The first week of my field education with the Department of Chaplaincy Services at the Division of Prisons I attended the North Carolina Coalition Against Domestic Violence Biennial Conference with Chaplain Betty Brown. I was privileged to listen in on conversations between workers from the Department of Social Services, Child Protective Services, the Division of Mental Health, and various domestic violence programs and shelters. The most interesting workshop that I attended was entitled “Domestic Violence and Children: Survival and Transcendence” led by Kit Gruelle and Lisa Floyd. Kit is a domestic violence survivor and an advocate for battered women and children. As the conference manual states, Lisa’s “voice and experience of calling 911 as a 6 year old girl, one night many years ago (the Lisa tape), has been used since then to educate thousands of people about domestic violence and the impact on children.” Listening to Lisa call 911 on this particularly horrible night was a heart-wrenching experience. While listening to her stepfather beat her mother, she continually used the word “please” when asking the dispatcher to send the police or hold on a minute and repeatedly voiced her concern for her “very delicate” baby brother and her little sister.
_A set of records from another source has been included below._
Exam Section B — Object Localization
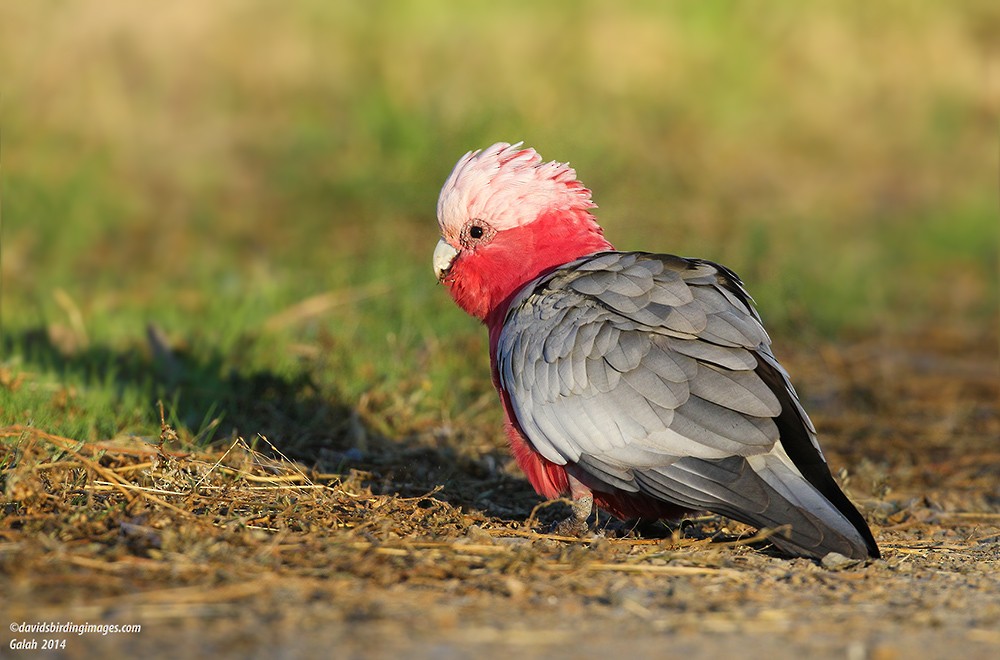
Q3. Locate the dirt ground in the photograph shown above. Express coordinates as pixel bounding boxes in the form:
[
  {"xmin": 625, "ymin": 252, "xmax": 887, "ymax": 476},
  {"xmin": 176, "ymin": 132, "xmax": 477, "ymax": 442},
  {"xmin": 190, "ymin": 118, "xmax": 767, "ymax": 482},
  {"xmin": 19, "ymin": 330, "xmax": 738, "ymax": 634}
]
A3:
[{"xmin": 0, "ymin": 329, "xmax": 1000, "ymax": 660}]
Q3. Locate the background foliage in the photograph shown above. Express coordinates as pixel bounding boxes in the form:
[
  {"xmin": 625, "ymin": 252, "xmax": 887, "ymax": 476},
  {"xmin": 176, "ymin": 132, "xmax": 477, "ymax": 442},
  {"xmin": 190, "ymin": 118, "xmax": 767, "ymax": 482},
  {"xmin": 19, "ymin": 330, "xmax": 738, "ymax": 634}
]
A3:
[{"xmin": 0, "ymin": 0, "xmax": 1000, "ymax": 451}]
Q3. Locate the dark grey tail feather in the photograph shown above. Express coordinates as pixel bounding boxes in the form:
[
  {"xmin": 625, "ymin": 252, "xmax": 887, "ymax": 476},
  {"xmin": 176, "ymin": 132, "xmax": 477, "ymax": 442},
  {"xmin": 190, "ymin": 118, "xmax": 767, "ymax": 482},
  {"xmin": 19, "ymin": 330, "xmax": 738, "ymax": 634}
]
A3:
[
  {"xmin": 635, "ymin": 456, "xmax": 871, "ymax": 559},
  {"xmin": 756, "ymin": 356, "xmax": 882, "ymax": 559}
]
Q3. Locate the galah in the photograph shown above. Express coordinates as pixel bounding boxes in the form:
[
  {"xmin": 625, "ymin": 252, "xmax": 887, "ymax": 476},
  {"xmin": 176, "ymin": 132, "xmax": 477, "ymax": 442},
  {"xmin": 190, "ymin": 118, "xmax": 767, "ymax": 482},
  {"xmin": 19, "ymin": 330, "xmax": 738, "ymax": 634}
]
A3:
[{"xmin": 433, "ymin": 143, "xmax": 879, "ymax": 559}]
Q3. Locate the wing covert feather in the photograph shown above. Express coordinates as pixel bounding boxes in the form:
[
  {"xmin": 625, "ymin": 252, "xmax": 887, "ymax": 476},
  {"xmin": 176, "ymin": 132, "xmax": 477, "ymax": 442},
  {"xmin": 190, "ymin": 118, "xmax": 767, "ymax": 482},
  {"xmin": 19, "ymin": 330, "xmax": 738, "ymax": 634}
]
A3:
[{"xmin": 497, "ymin": 252, "xmax": 796, "ymax": 491}]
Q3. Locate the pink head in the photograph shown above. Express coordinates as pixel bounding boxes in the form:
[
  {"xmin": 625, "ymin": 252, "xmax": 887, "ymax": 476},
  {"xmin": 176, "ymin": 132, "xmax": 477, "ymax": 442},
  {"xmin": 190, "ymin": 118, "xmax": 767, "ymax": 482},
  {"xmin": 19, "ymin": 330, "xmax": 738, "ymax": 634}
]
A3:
[{"xmin": 434, "ymin": 142, "xmax": 611, "ymax": 323}]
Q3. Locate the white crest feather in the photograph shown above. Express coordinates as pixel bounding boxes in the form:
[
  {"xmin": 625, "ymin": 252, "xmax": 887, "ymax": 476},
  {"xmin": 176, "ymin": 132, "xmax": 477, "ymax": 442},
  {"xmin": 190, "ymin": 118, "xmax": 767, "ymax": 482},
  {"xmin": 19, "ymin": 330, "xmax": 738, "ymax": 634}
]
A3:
[{"xmin": 437, "ymin": 142, "xmax": 596, "ymax": 237}]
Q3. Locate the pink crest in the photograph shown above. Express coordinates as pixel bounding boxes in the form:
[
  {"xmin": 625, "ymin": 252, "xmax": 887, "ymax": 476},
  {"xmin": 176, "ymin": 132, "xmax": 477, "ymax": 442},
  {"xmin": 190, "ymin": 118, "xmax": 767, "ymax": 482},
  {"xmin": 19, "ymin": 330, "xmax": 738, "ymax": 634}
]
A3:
[{"xmin": 438, "ymin": 142, "xmax": 596, "ymax": 236}]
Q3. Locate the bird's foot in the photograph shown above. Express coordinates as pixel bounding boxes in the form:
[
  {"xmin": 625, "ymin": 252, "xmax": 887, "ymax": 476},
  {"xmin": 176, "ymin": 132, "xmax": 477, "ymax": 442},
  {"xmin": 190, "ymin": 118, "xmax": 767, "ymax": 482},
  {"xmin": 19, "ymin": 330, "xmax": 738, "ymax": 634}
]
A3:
[{"xmin": 552, "ymin": 492, "xmax": 594, "ymax": 536}]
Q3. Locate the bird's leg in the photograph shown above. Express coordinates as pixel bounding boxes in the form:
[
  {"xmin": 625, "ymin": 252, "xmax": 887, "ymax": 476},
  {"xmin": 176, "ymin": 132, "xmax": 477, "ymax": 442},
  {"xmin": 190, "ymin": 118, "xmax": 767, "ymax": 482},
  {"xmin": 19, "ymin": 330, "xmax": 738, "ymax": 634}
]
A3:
[{"xmin": 554, "ymin": 475, "xmax": 594, "ymax": 536}]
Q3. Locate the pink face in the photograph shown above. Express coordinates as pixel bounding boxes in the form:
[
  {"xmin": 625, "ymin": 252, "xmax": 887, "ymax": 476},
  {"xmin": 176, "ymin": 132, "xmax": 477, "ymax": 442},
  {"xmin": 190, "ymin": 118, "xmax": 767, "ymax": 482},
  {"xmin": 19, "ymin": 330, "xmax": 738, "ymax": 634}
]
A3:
[{"xmin": 434, "ymin": 142, "xmax": 610, "ymax": 320}]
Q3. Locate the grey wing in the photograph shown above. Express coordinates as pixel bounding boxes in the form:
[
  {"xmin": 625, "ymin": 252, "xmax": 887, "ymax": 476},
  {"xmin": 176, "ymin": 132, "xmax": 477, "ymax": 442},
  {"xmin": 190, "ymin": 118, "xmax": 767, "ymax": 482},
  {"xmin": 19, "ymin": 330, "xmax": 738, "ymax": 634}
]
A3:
[{"xmin": 497, "ymin": 252, "xmax": 877, "ymax": 556}]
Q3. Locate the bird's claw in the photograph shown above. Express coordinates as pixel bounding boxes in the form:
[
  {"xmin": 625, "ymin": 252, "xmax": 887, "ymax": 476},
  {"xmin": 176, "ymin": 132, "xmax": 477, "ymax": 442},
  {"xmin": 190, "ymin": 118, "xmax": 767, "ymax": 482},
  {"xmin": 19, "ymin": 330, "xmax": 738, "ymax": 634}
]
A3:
[{"xmin": 552, "ymin": 493, "xmax": 594, "ymax": 536}]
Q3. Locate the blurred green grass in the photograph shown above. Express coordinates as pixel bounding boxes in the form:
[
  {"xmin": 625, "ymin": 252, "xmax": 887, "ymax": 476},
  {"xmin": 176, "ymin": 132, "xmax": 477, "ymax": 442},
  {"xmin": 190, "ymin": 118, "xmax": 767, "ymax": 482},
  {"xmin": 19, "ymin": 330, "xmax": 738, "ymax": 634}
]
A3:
[{"xmin": 0, "ymin": 0, "xmax": 1000, "ymax": 446}]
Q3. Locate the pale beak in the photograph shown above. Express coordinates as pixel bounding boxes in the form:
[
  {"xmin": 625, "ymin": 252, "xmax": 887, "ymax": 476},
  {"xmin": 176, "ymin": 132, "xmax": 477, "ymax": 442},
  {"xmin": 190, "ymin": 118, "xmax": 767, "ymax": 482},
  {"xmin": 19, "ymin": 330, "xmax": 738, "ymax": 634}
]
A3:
[{"xmin": 434, "ymin": 238, "xmax": 458, "ymax": 282}]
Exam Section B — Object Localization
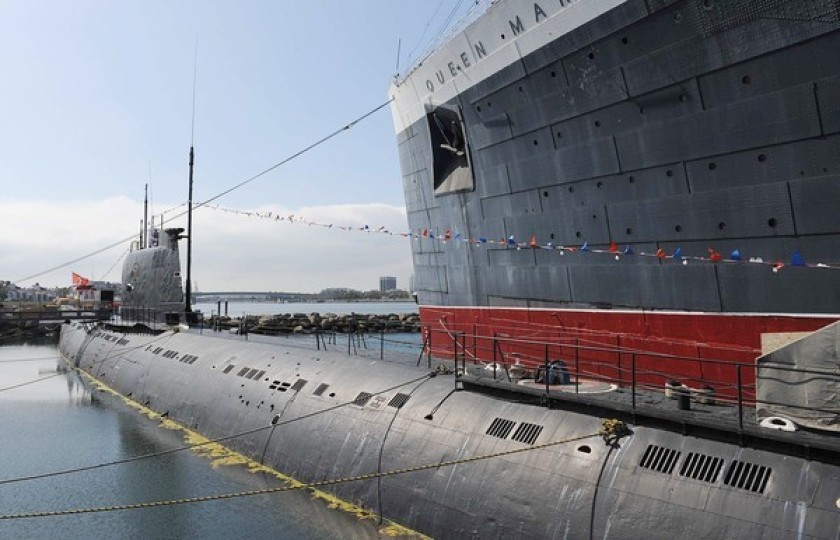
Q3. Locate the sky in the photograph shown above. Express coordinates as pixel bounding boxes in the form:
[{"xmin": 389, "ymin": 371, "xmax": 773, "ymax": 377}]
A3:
[{"xmin": 0, "ymin": 0, "xmax": 486, "ymax": 292}]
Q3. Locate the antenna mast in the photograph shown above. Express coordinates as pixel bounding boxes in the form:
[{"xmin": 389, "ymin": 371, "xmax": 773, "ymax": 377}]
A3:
[
  {"xmin": 184, "ymin": 36, "xmax": 198, "ymax": 322},
  {"xmin": 140, "ymin": 184, "xmax": 149, "ymax": 249}
]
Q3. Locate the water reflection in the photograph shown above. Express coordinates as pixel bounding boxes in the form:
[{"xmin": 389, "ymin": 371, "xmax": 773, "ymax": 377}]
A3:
[{"xmin": 0, "ymin": 344, "xmax": 377, "ymax": 539}]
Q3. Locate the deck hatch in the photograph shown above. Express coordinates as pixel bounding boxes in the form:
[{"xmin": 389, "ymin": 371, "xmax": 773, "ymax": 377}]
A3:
[
  {"xmin": 511, "ymin": 422, "xmax": 543, "ymax": 444},
  {"xmin": 639, "ymin": 444, "xmax": 680, "ymax": 474},
  {"xmin": 680, "ymin": 452, "xmax": 723, "ymax": 483},
  {"xmin": 388, "ymin": 393, "xmax": 411, "ymax": 409},
  {"xmin": 487, "ymin": 418, "xmax": 516, "ymax": 439},
  {"xmin": 723, "ymin": 459, "xmax": 772, "ymax": 493},
  {"xmin": 353, "ymin": 392, "xmax": 373, "ymax": 407}
]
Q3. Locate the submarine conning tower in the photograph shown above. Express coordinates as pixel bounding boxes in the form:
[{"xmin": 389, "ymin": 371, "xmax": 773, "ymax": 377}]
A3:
[{"xmin": 120, "ymin": 227, "xmax": 184, "ymax": 324}]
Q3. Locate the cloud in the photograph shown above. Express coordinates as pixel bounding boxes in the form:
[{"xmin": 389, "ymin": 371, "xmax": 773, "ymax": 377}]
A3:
[{"xmin": 0, "ymin": 197, "xmax": 411, "ymax": 292}]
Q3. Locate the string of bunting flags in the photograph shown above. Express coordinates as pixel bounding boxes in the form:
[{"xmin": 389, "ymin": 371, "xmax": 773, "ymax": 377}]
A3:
[{"xmin": 205, "ymin": 205, "xmax": 840, "ymax": 272}]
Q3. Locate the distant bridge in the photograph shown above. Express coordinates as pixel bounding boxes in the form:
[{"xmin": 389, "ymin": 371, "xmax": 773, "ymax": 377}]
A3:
[{"xmin": 192, "ymin": 291, "xmax": 319, "ymax": 303}]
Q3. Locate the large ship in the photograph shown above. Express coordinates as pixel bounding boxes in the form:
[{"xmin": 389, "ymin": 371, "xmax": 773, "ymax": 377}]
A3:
[
  {"xmin": 54, "ymin": 0, "xmax": 840, "ymax": 539},
  {"xmin": 390, "ymin": 0, "xmax": 840, "ymax": 382}
]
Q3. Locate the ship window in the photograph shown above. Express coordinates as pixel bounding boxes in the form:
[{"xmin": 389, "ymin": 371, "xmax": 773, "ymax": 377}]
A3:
[{"xmin": 427, "ymin": 103, "xmax": 472, "ymax": 195}]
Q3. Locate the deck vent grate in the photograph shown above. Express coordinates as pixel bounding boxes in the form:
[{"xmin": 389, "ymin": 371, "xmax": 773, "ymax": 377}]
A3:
[
  {"xmin": 353, "ymin": 392, "xmax": 373, "ymax": 407},
  {"xmin": 487, "ymin": 418, "xmax": 516, "ymax": 439},
  {"xmin": 723, "ymin": 459, "xmax": 772, "ymax": 493},
  {"xmin": 680, "ymin": 452, "xmax": 723, "ymax": 484},
  {"xmin": 511, "ymin": 422, "xmax": 542, "ymax": 444},
  {"xmin": 388, "ymin": 394, "xmax": 411, "ymax": 409},
  {"xmin": 639, "ymin": 444, "xmax": 680, "ymax": 474}
]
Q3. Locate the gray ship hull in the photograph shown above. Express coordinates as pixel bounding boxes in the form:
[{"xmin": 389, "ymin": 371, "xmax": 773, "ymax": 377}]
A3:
[
  {"xmin": 391, "ymin": 0, "xmax": 840, "ymax": 318},
  {"xmin": 60, "ymin": 323, "xmax": 840, "ymax": 538}
]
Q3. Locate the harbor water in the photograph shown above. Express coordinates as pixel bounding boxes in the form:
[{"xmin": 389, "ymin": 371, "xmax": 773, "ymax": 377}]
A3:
[{"xmin": 0, "ymin": 332, "xmax": 416, "ymax": 538}]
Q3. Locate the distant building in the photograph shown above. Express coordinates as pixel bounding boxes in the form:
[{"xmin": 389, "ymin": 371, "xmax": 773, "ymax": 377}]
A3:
[{"xmin": 379, "ymin": 276, "xmax": 397, "ymax": 292}]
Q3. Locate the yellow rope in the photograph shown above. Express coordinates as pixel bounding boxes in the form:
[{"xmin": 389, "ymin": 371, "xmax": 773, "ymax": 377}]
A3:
[{"xmin": 0, "ymin": 421, "xmax": 624, "ymax": 520}]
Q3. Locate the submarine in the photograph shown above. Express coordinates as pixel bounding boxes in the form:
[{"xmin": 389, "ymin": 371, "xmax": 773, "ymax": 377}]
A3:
[{"xmin": 59, "ymin": 229, "xmax": 840, "ymax": 539}]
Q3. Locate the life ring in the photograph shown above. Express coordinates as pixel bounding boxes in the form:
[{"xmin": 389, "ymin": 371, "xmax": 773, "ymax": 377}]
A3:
[{"xmin": 759, "ymin": 416, "xmax": 796, "ymax": 431}]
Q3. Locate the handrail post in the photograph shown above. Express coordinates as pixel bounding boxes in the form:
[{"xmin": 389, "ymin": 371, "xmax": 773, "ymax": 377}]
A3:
[
  {"xmin": 630, "ymin": 353, "xmax": 636, "ymax": 411},
  {"xmin": 735, "ymin": 364, "xmax": 744, "ymax": 433},
  {"xmin": 543, "ymin": 343, "xmax": 549, "ymax": 397},
  {"xmin": 493, "ymin": 332, "xmax": 499, "ymax": 381}
]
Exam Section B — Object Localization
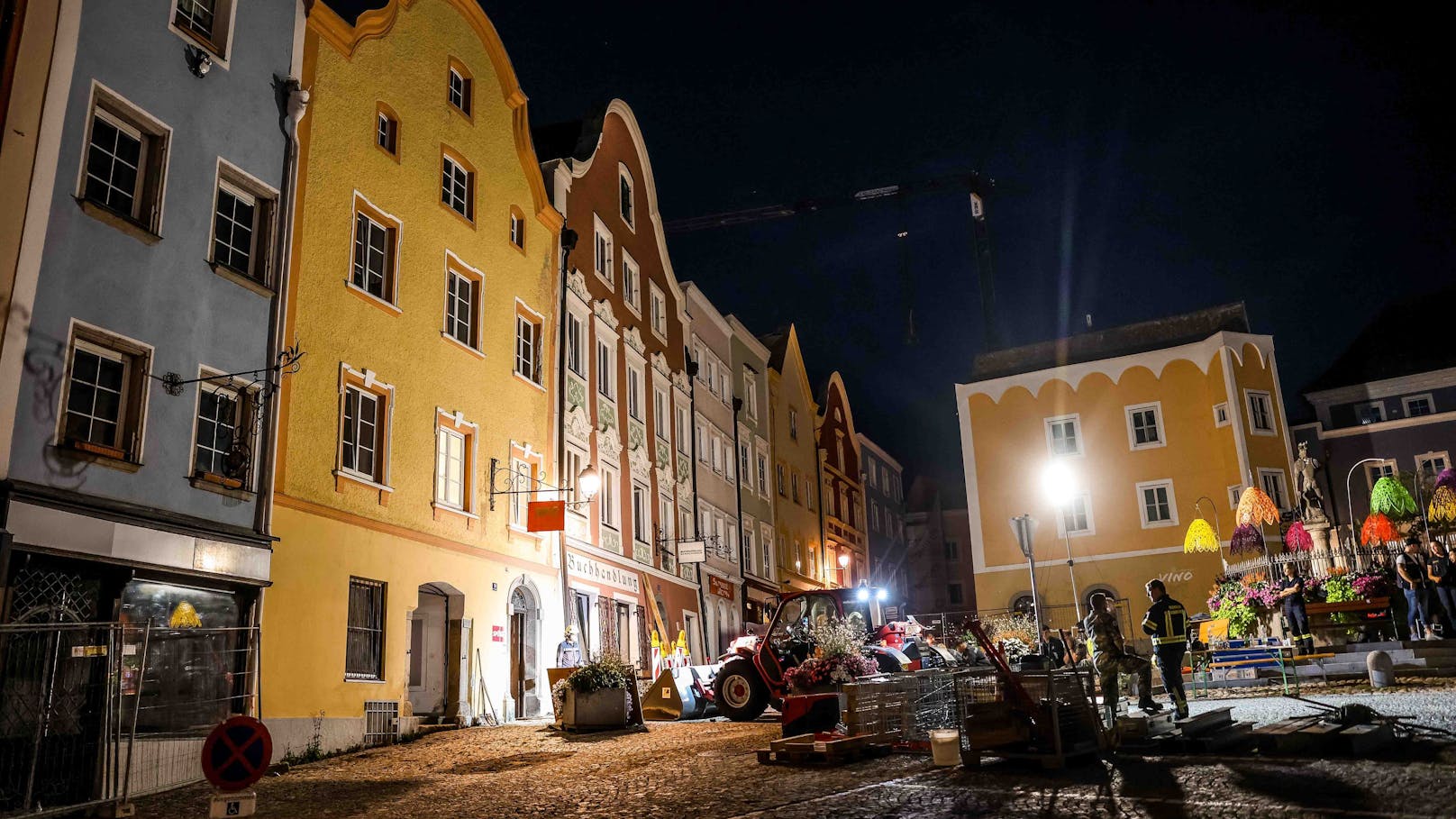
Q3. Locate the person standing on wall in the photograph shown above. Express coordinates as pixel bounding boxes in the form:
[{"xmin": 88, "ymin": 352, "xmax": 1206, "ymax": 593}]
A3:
[
  {"xmin": 1143, "ymin": 580, "xmax": 1188, "ymax": 720},
  {"xmin": 1395, "ymin": 538, "xmax": 1435, "ymax": 640},
  {"xmin": 1279, "ymin": 562, "xmax": 1315, "ymax": 654}
]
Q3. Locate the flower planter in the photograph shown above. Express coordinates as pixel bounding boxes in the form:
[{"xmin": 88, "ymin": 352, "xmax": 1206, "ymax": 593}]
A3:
[{"xmin": 560, "ymin": 687, "xmax": 627, "ymax": 730}]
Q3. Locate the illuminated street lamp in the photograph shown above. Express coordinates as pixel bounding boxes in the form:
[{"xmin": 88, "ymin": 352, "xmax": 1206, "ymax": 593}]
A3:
[{"xmin": 1041, "ymin": 460, "xmax": 1082, "ymax": 623}]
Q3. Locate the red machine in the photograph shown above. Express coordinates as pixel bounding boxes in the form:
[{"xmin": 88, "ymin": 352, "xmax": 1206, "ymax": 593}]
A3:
[{"xmin": 714, "ymin": 586, "xmax": 910, "ymax": 722}]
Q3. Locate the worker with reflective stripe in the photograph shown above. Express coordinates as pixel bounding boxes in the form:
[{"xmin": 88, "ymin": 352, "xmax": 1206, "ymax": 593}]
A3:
[
  {"xmin": 1143, "ymin": 580, "xmax": 1188, "ymax": 720},
  {"xmin": 1279, "ymin": 562, "xmax": 1315, "ymax": 654},
  {"xmin": 1083, "ymin": 592, "xmax": 1163, "ymax": 724}
]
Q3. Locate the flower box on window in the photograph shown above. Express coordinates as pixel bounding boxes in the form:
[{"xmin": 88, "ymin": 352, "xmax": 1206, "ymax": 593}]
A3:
[
  {"xmin": 192, "ymin": 469, "xmax": 243, "ymax": 489},
  {"xmin": 66, "ymin": 439, "xmax": 127, "ymax": 460}
]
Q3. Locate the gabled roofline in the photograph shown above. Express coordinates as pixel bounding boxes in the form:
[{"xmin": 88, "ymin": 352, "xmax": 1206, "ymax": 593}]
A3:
[{"xmin": 307, "ymin": 0, "xmax": 567, "ymax": 233}]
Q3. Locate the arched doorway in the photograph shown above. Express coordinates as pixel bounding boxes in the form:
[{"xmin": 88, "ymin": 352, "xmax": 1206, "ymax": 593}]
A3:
[
  {"xmin": 409, "ymin": 580, "xmax": 470, "ymax": 722},
  {"xmin": 506, "ymin": 578, "xmax": 541, "ymax": 718}
]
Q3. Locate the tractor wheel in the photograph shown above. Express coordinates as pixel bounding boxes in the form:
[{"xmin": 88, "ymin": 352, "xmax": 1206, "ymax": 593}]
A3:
[{"xmin": 714, "ymin": 660, "xmax": 769, "ymax": 723}]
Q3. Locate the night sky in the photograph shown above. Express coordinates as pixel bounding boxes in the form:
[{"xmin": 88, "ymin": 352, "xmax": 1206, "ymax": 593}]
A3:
[{"xmin": 484, "ymin": 2, "xmax": 1453, "ymax": 489}]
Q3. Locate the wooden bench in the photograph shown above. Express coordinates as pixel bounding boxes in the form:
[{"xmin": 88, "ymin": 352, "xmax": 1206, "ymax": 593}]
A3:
[{"xmin": 1305, "ymin": 597, "xmax": 1399, "ymax": 640}]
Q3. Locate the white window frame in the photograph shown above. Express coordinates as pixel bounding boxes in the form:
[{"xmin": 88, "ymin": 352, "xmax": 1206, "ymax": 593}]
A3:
[
  {"xmin": 1243, "ymin": 389, "xmax": 1279, "ymax": 436},
  {"xmin": 1124, "ymin": 401, "xmax": 1168, "ymax": 450},
  {"xmin": 1415, "ymin": 450, "xmax": 1451, "ymax": 478},
  {"xmin": 1401, "ymin": 392, "xmax": 1435, "ymax": 418},
  {"xmin": 1041, "ymin": 413, "xmax": 1087, "ymax": 458},
  {"xmin": 1057, "ymin": 493, "xmax": 1097, "ymax": 538},
  {"xmin": 647, "ymin": 278, "xmax": 667, "ymax": 342},
  {"xmin": 168, "ymin": 0, "xmax": 237, "ymax": 70},
  {"xmin": 617, "ymin": 162, "xmax": 636, "ymax": 233},
  {"xmin": 1258, "ymin": 468, "xmax": 1293, "ymax": 512},
  {"xmin": 591, "ymin": 213, "xmax": 617, "ymax": 290},
  {"xmin": 1137, "ymin": 478, "xmax": 1178, "ymax": 529},
  {"xmin": 1364, "ymin": 459, "xmax": 1401, "ymax": 489},
  {"xmin": 1351, "ymin": 401, "xmax": 1389, "ymax": 424},
  {"xmin": 435, "ymin": 424, "xmax": 466, "ymax": 512},
  {"xmin": 622, "ymin": 248, "xmax": 642, "ymax": 318}
]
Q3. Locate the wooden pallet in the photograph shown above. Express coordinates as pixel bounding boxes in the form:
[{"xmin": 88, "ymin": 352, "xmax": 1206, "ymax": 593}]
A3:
[{"xmin": 757, "ymin": 733, "xmax": 893, "ymax": 765}]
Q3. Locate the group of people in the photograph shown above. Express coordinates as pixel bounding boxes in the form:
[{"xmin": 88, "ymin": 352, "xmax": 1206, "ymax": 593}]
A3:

Several years ago, Kit was working with the police department and asked someone, “I wonder what this little girl is doing now. I wonder if we could find her and see how she’s doing.” The police were able to locate Lisa, and Kit’s knock on Lisa’s door was the beginning of a very meaningful friendship. Kit discovered that Lisa was in an abusive relationship of her own, but since they have met, Kit has helped Lisa walk through the process of ending that relationship. Lisa says that when she got pregnant with her second child something in her just snapped, and she knew she had to get out because she did not want to end up like her mother.
Lisa had no idea that her tape was being used to educate people about the effects of domestic violence on children. She only vaguely remembers signing away her rights to this tape, and no one ever told her why exactly they wanted it. Now as a twenty four year old woman, she still cannot listen to the tape because of all the pain she fears would surface. She wonders why they picked this particular tape since she called the police hundreds of times. Through her tears, she shared with us that her mother had not changed, that her older brother was in jail, that her sister was getting into trouble, and that she feared for the future of her little brother. She pleaded with the Child Protective Service (CPS) workers in the room to always be mindful of the child victims of domestic violence. The reality of her life and the lives of her siblings is a great testimony to the effects of domestic violence on children. Lisa told us that there were twenty-three documented cases of CPS coming to her house and that she nor her siblings were ever taken away from her mom. She said that she wishes she had been. Although she admitted that she would not have wanted to leave her mom initially, she said that in the end it would have been a better situation. She challenged us to always remember the children when dealing with domestic violence because they have no control or power to change their situation.
Someone asked Lisa if the church ever played a role in helping her family with domestic violence issues. She said that she did not believe in God, but she knew of many people who did have faith and that their faith helped them “get through it.” I have to wonder if they meant they “got through it” by themselves with a silent response from the church. What have we done as Christians to help victims of domestic violence and even their abusers? Have we contributed to the problem with unfaithful readings of scripture? Have we ignored the signs and pretended as if nothing was wrong? How do we learn to speak honestly about the presence of domestic violence in the families who sit in our pews? And what can we do to minister to the abusers? I heard many of the groups at the conference speak very strongly about locking abusers up. But even if they are imprisoned, they will eventually get out. And, as Christians, locking people up cannot be the solution for us. How will we help to bring about change in the lives of all who are caught up in the cycle of domestic violence? How will share God’s love with them all, even the abusers?